Месяцы тянулись один за другим, сливаясь в одно сплошное
дежурство.


Сначала мы даже шутили: мол, у Николая список на целую
жизнь, хватит и нам, и нашим детям. Но со временем шутки закончились. Каждый
новый автомобиль означал десятки часов наблюдения: кофе из пластиковых
стаканчиков, десятки пройденных километров, установка связей, с которыми
общался хозяин машины, хроническая усталость, вечное недосыпание и глаза,
красные от биноклей и фотоаппаратов. И как приговор — вывод: не то. Нужно
начинать всё по новой, только уже с другим автомобилем.


Мы привыкли к этому ритму: утром инструктаж, потом смена
номеров и разьезд по адресам, долгие часы в засаде. Вечером — отчёт, сухие
строки сводки наружного наблюдения, написанные в старом потрепанном журнале:
«Объект вышел, сел в машину, поехал на работу… выехал… вернулся домой… далее
наблюдение продолжено». Иногда казалось, что мы ведём хронику чужой скучной
жизни напрочь забывая и не успевая жить свою.


Десятки машин из списка оказывались пустышками. Кто-то ездил
только на дачу, кто-то — в спортзал и обратно. Пару раз цепляли интересные
контакты, но проверки снимали все вопросы: обычные люди, без тени криминала, со
своей вполне обычной жизнью.


Работа съедала нас. Дома появлялись на несколько часов в
сутки. Семьи привыкли к звонкам «не жди» и «задержусь». С утра снова кофе,
снова ритуалы, снова одно и то же. Адский замкнутый круг… игра на износ и
выживание.


Иногда, сидя в тёмной машине, я ловил себя на мысли: а есть
ли у этой охоты конец? Или мы так и будем до пенсии отмечать галочками чужие
автомобили, ни разу не попав в цель?


Но однажды мелькнуло нечто другое, интересное.


Машина из списка выглядела как очередное «не то». Хозяин
вроде бы «чистый» — спортсмен, семьянин, работа, дом. Но всё же что-то в его
поведении при первом визуальном контакте насторожило меня. То ли его привычка
вечно оглядываться, словно проверяя, нет ли за ним «хвоста», то ли катания по
кругу на авто перед тем как приехать в точку назначения. Не знаю, что послужило
причиной, но именно в этот раз внутри что-то дрогнуло. Слишком давно варилась
эта рутина, чтобы не почувствовать: есть попадание!


Хозяином автомобиля по базам значился Слоневский Виталий
Константинович, которого мы тут же окрестили в своих сводках «Слоном».
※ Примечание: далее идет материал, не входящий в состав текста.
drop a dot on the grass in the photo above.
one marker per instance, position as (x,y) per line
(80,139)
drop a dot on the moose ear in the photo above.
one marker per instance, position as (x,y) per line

Слоневский выглядел уравновешенным и спокойным. Среднего
роста, плотный, с футбольной осанкой. Двигался размеренно, как по полю — шаг в
шаг, без суеты. В нём чувствовалась привычка к дисциплине и уверенность
человека, который редко проигрывает.


Он не выделялся ярко, но именно в этой незаметности и была
опасность. Такие растворяются в толпе, но при случае могут снести любого на
пути.


Постепенно, день за днём, смена за сменой, мы выявили и
установили подельников нашего фигуранта. Таковых оказалось трое. Это было
отнюдь не легко и местами даже опасно, но об этом отдельно.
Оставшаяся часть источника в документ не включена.